Files
retrowin32/doc/performance.md
2023-01-16 19:02:49 -08:00

1.5 KiB

Performance notes

Dumping assembly

$ cargo install cargo-show-asm
$ cargo asm --wasm -p win32 mov_r32

Profiling on Mac

$ brew install cargo-instruments
$ cargo instruments --release -t time -p retrowin32 -- exe/zip/zip.exe 200

Registers struct

Registers are known named slots, e.g. eax, ebx. It's natural to represent them as like

struct Registers {
    eax: u32,
    ebx: u32,
    ...
}

But most instructions refer to registers indirectly, as an integer. So to look up a register you might write code like:

enum Reg { EAX, EBX, ... }
fn get_reg(regs: &Registers, reg: Reg) {
    match reg {
        Reg::EAX => regs.eax,
        ...
    }
}

Unfortunately it seems that, even if the values of the Reg enum are integers that cleanly map to "the nth u32 in the registers struct", the above get_reg function gets generated by LLVM as a switch table rather than math. (The behavior seems the same between C++ and Rust so it seems to be an LLVM thing; it generates more efficient code when regs is a global but it's still not ideal.)

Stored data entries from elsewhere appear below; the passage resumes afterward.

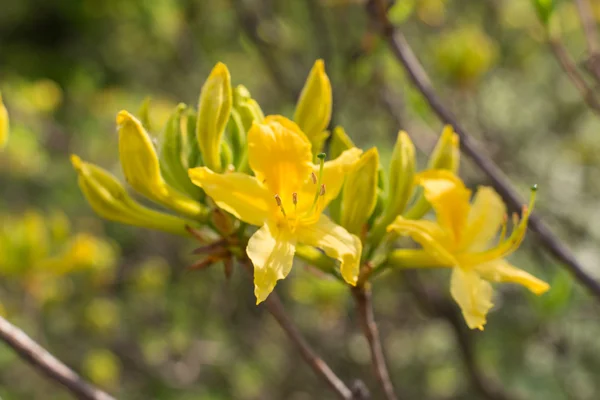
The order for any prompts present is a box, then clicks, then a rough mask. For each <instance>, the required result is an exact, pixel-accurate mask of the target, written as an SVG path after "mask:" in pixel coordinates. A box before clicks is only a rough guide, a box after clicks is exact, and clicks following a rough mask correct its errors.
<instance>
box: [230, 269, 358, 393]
mask: <svg viewBox="0 0 600 400" xmlns="http://www.w3.org/2000/svg"><path fill="white" fill-rule="evenodd" d="M241 264H242V265H243V266H244V268H246V270H248V272H249V273H250V275H251V276H252V275H253V268H252V265H251V264H250V263H249V262H248V261H241ZM264 305H265V307H266V309H267V311H269V313H270V314H271V315H272V316H273V317H274V318H275V320H276V321H277V322H278V323H279V326H281V328H282V329H283V330H284V332H285V333H286V335H287V336H288V338H289V339H290V340H291V341H292V343H294V345H295V346H296V348H297V349H298V351H299V352H300V354H301V355H302V358H303V359H304V361H305V362H306V363H307V364H308V365H309V366H310V367H311V368H312V370H313V371H314V372H315V373H316V374H317V375H318V376H320V377H321V378H323V380H324V381H325V382H326V383H327V385H328V386H329V387H330V388H331V390H333V391H334V392H335V394H336V395H337V396H338V397H339V398H340V399H344V400H353V399H354V398H355V396H354V394H353V392H352V390H350V389H349V388H348V386H346V384H345V383H344V382H343V381H342V380H341V379H340V378H339V377H338V376H337V375H336V374H335V372H333V370H332V369H331V368H330V367H329V365H327V363H326V362H325V361H324V360H323V359H322V358H321V357H319V355H318V354H317V353H316V352H315V350H313V348H312V347H311V346H310V344H309V343H308V342H307V341H306V339H305V338H304V337H303V336H302V334H301V333H300V331H299V330H298V328H297V327H296V325H295V324H294V322H292V320H291V319H290V317H288V315H287V313H286V312H285V309H284V308H283V304H282V303H281V300H280V299H279V296H277V293H275V292H272V293H271V294H270V295H269V297H267V299H266V300H265V301H264Z"/></svg>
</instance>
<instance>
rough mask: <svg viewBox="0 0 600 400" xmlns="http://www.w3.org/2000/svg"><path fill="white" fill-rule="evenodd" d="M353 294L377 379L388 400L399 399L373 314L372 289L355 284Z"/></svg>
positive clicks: (376, 323)
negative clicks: (368, 344)
mask: <svg viewBox="0 0 600 400" xmlns="http://www.w3.org/2000/svg"><path fill="white" fill-rule="evenodd" d="M352 295H353V296H354V300H355V302H356V313H357V315H358V317H359V319H360V325H361V328H362V331H363V334H364V335H365V338H366V339H367V342H368V343H369V350H370V351H371V362H372V363H373V369H374V370H375V375H376V376H377V380H378V381H379V384H380V385H381V388H382V389H383V392H384V393H385V397H386V398H387V399H388V400H398V397H397V396H396V393H395V391H394V386H393V385H392V381H391V379H390V374H389V372H388V368H387V364H386V362H385V354H384V352H383V346H382V345H381V338H380V336H379V329H378V328H377V323H376V322H375V316H374V314H373V302H372V300H371V290H370V288H366V287H365V286H363V285H359V286H355V287H353V288H352Z"/></svg>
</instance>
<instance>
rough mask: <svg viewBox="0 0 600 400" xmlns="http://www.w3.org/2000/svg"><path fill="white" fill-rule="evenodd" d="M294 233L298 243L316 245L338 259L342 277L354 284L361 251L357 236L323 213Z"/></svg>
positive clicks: (314, 245) (360, 245)
mask: <svg viewBox="0 0 600 400" xmlns="http://www.w3.org/2000/svg"><path fill="white" fill-rule="evenodd" d="M296 234H297V237H298V241H299V242H300V243H303V244H307V245H310V246H315V247H318V248H320V249H322V250H323V251H324V252H325V254H327V255H328V256H329V257H332V258H335V259H336V260H338V261H340V262H341V266H340V268H341V271H342V277H343V278H344V280H345V281H346V282H348V283H349V284H350V285H353V286H354V285H356V281H357V280H358V273H359V269H360V256H361V253H362V244H361V242H360V239H359V238H358V237H356V236H355V235H352V234H350V233H349V232H348V231H347V230H345V229H344V228H342V227H341V226H339V225H337V224H335V223H334V222H333V221H331V220H330V219H329V217H327V216H325V215H321V217H320V218H319V221H318V222H317V223H316V224H313V225H308V226H300V227H298V229H297V230H296Z"/></svg>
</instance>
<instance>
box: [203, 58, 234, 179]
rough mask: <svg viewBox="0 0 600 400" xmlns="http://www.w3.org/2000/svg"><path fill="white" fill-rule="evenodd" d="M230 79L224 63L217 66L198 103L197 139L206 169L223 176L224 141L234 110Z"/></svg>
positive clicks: (228, 74) (214, 67) (222, 63)
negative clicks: (218, 172) (227, 121)
mask: <svg viewBox="0 0 600 400" xmlns="http://www.w3.org/2000/svg"><path fill="white" fill-rule="evenodd" d="M232 103H233V100H232V94H231V77H230V75H229V70H228V69H227V67H226V66H225V64H223V63H218V64H217V65H216V66H215V67H214V68H213V70H212V71H211V73H210V75H209V77H208V79H207V80H206V82H204V85H203V86H202V90H201V92H200V99H199V101H198V116H197V122H196V137H197V140H198V145H199V146H200V152H201V153H202V160H203V161H204V165H206V166H207V167H208V168H210V169H211V170H213V171H215V172H221V171H222V166H221V157H220V150H221V139H222V137H223V132H224V131H225V127H226V125H227V121H229V116H230V114H231V107H232Z"/></svg>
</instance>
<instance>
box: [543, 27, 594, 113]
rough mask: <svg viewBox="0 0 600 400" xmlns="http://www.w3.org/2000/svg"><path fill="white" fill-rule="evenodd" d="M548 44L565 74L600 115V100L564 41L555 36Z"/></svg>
mask: <svg viewBox="0 0 600 400" xmlns="http://www.w3.org/2000/svg"><path fill="white" fill-rule="evenodd" d="M548 44H549V45H550V49H551V50H552V53H554V57H556V60H557V61H558V63H559V64H560V66H561V68H562V69H563V71H564V72H565V74H566V75H567V76H568V77H569V79H570V80H571V82H573V85H574V86H575V88H577V90H578V91H579V92H580V93H581V97H583V100H584V101H585V103H586V104H587V105H588V106H589V107H590V108H591V109H592V111H594V112H595V113H596V114H599V115H600V102H599V101H598V98H597V97H596V94H595V93H594V91H593V90H592V88H591V87H590V86H589V85H588V83H587V82H586V81H585V79H584V78H583V76H582V75H581V73H580V72H579V69H578V68H577V65H576V64H575V62H574V60H573V59H572V57H571V55H570V54H569V52H568V51H567V49H566V48H565V46H564V44H563V42H562V41H561V40H560V39H559V38H558V37H553V38H549V39H548Z"/></svg>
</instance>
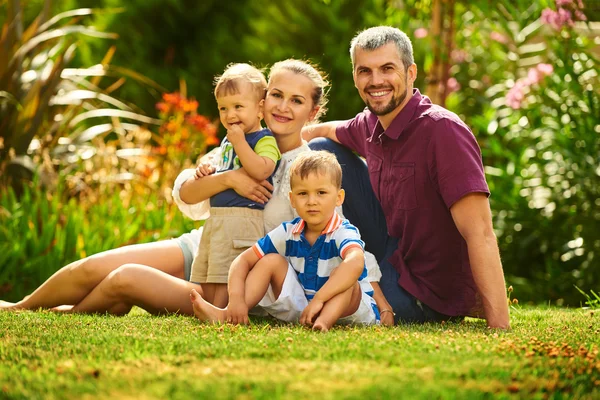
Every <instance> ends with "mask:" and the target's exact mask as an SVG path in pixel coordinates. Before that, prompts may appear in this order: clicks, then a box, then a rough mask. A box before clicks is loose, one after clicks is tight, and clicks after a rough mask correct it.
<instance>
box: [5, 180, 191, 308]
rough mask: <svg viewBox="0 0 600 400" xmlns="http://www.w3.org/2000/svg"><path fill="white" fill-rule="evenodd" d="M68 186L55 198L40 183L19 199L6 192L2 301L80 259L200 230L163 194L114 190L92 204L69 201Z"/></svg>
mask: <svg viewBox="0 0 600 400" xmlns="http://www.w3.org/2000/svg"><path fill="white" fill-rule="evenodd" d="M63 185H64V181H61V183H60V186H59V187H58V190H56V191H55V193H51V192H48V191H41V190H39V189H38V188H37V182H34V183H32V184H31V185H29V186H26V187H25V190H24V191H23V193H22V195H21V196H20V197H19V198H17V196H16V195H15V192H14V190H13V189H12V188H10V187H4V188H0V265H1V266H2V268H1V269H0V298H5V299H6V300H9V299H12V300H18V299H20V298H22V297H23V296H24V295H26V294H29V293H30V292H31V291H32V290H33V289H35V288H36V287H38V286H39V285H40V284H41V283H42V282H44V281H45V280H46V279H48V277H50V275H52V274H53V273H54V272H55V271H57V270H58V269H59V268H61V267H62V266H64V265H67V264H68V263H70V262H72V261H75V260H77V259H80V258H83V257H86V256H89V255H91V254H95V253H98V252H101V251H104V250H108V249H113V248H116V247H119V246H124V245H127V244H135V243H143V242H149V241H155V240H159V239H165V238H170V237H176V236H178V235H180V234H182V233H184V232H189V231H190V230H191V229H192V228H193V227H194V223H193V221H190V220H188V219H185V218H184V217H183V216H182V214H181V213H180V212H179V210H178V209H177V207H176V206H175V205H174V204H170V203H168V202H167V201H165V199H164V198H163V196H161V195H160V194H159V193H153V192H150V191H149V192H148V193H146V194H145V196H131V192H132V191H126V190H123V191H122V192H120V191H111V192H110V194H108V193H107V194H104V195H103V196H102V197H101V199H99V200H100V201H98V202H95V203H92V202H91V201H89V200H86V199H83V200H82V199H77V198H74V197H72V198H70V199H68V198H66V196H65V194H66V193H67V191H66V190H62V189H63Z"/></svg>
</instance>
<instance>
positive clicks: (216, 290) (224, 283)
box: [202, 283, 229, 308]
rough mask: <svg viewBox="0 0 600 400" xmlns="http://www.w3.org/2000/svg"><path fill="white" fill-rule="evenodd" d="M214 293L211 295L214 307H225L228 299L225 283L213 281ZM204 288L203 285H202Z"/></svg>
mask: <svg viewBox="0 0 600 400" xmlns="http://www.w3.org/2000/svg"><path fill="white" fill-rule="evenodd" d="M213 285H214V287H215V293H214V295H213V301H212V303H213V304H214V305H215V307H219V308H224V307H227V301H228V300H229V293H228V292H227V284H226V283H215V284H213ZM202 288H203V289H204V285H203V286H202Z"/></svg>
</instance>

If you instead do something that has the same layout in memory but is more clearly integer-indexed:

struct Registers {
    r32: [u32; 8],
}

then the code generated is ideal. But then accessing those registers in Rust code ends up pretty miserable relative to the named registers.

So instead we just use the first struct with #[repr(C)] and do some casting to get the efficient codegen of the latter.